Governance and allocation of powers
Directors, decision-making bodies, delegations of authority and control mechanisms: poorly defined governance creates legal uncertainty. We help you organise powers in a clear, efficient and legally defensible way.
Relationships between shareholders
Human relationships evolve, as do interests. Corporate law allows these changes to be anticipated by structuring political and financial rights, loyalty obligations and dispute resolution mechanisms.
Shareholders’ agreements: prevention rather than reaction
The shareholders’ agreement is a key instrument for preventing disputes. It organises governance, exit mechanisms, liquidity clauses and deadlock situations, complementing the articles of association.
Sensitive decisions and corporate changes
Capital increases or reductions, amendments to the articles, internal reorganisations, entry or exit of shareholders: these decisions must be legally secured to avoid future challenges.
Preventing and managing shareholder disputes
Shareholder disputes are among the most destabilising situations for a company. They can paralyse governance, block key decisions and weaken the company in the eyes of its partners.
We assist in particular with:
- analysing the legal situation and power dynamics,
- identifying negotiation or exit options,
- implementing amicable solutions where possible,
- securing the position of the director and the company in case of litigation.
Anticipation remains the best protection: adapted articles of association, a clear shareholders’ agreement and properly formalised decisions.
The Yaël Sion & ASSOCIATES approach
Our method is based on three principles:
Clarify
Quickly understand your situation, objectives and potential friction points.
Secure
Draft useful, proportionate and legally robust documentation.
Anticipate
Plan for possible developments to avoid decisions made under pressure or in conflict.
We operate in Marseille and remotely throughout France, depending on your constraints and the nature of the matter.
Contact us
Do you have a governance issue, a planned corporate change or a sensitive shareholder situation?
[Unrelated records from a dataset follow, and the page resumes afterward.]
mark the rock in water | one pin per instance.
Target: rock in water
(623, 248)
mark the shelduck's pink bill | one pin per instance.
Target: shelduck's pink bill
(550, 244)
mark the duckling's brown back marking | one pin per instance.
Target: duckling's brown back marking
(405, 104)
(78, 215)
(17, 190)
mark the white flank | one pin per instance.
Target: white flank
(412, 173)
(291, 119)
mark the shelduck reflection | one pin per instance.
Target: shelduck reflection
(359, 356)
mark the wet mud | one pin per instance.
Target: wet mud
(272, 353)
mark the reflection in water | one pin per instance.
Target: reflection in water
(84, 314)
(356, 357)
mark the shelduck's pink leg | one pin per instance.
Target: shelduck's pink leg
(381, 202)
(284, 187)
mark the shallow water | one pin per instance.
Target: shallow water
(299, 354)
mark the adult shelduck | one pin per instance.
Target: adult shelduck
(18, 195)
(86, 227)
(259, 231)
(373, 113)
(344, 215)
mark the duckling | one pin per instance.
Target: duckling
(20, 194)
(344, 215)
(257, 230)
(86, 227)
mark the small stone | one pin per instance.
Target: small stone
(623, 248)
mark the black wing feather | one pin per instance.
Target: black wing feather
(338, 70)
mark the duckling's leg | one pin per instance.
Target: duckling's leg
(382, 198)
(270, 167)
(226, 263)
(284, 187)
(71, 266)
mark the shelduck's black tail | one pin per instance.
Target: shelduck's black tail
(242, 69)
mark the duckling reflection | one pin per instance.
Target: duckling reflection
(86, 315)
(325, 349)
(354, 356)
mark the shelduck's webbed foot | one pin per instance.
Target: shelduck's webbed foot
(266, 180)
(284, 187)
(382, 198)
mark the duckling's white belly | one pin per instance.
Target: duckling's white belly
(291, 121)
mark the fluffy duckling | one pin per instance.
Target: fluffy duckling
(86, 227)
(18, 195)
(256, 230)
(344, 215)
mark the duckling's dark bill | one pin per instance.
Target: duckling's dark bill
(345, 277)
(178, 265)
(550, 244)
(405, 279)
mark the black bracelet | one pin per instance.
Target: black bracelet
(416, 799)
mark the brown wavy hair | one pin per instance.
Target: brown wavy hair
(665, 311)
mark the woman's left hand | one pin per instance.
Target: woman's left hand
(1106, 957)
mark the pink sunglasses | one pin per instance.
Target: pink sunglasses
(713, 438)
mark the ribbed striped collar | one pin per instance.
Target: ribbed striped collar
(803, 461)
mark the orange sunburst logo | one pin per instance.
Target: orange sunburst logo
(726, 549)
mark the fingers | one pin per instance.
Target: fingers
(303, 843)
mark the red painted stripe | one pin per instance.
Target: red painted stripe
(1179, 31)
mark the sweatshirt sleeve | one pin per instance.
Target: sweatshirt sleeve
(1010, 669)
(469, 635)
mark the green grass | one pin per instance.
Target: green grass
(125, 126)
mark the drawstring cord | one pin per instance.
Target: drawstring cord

Yaël Sion & ASSOCIATES Law Firm can assist you in securing your decisions and preserving the balance of your company.
FAQ – Corporate Law
When should a corporate lawyer be consulted?
As soon as a decision affects the company’s structure: incorporation, amendments to the articles, entry or exit of a shareholder, governance matters, disputes or anticipation of sensitive transactions.
Are articles of association sufficient without a shareholders’ agreement?
The articles set a minimum legal framework. A shareholders’ agreement allows detailed organisation of governance, exits and dispute management. In many cases, it is essential.
Can you intervene without an open conflict?
Yes, and this is often advisable. Early intervention frequently prevents future deadlocks or litigation.
Do you only assist SMEs?
No. We support individual entrepreneurs as well as growing companies and more complex corporate structures.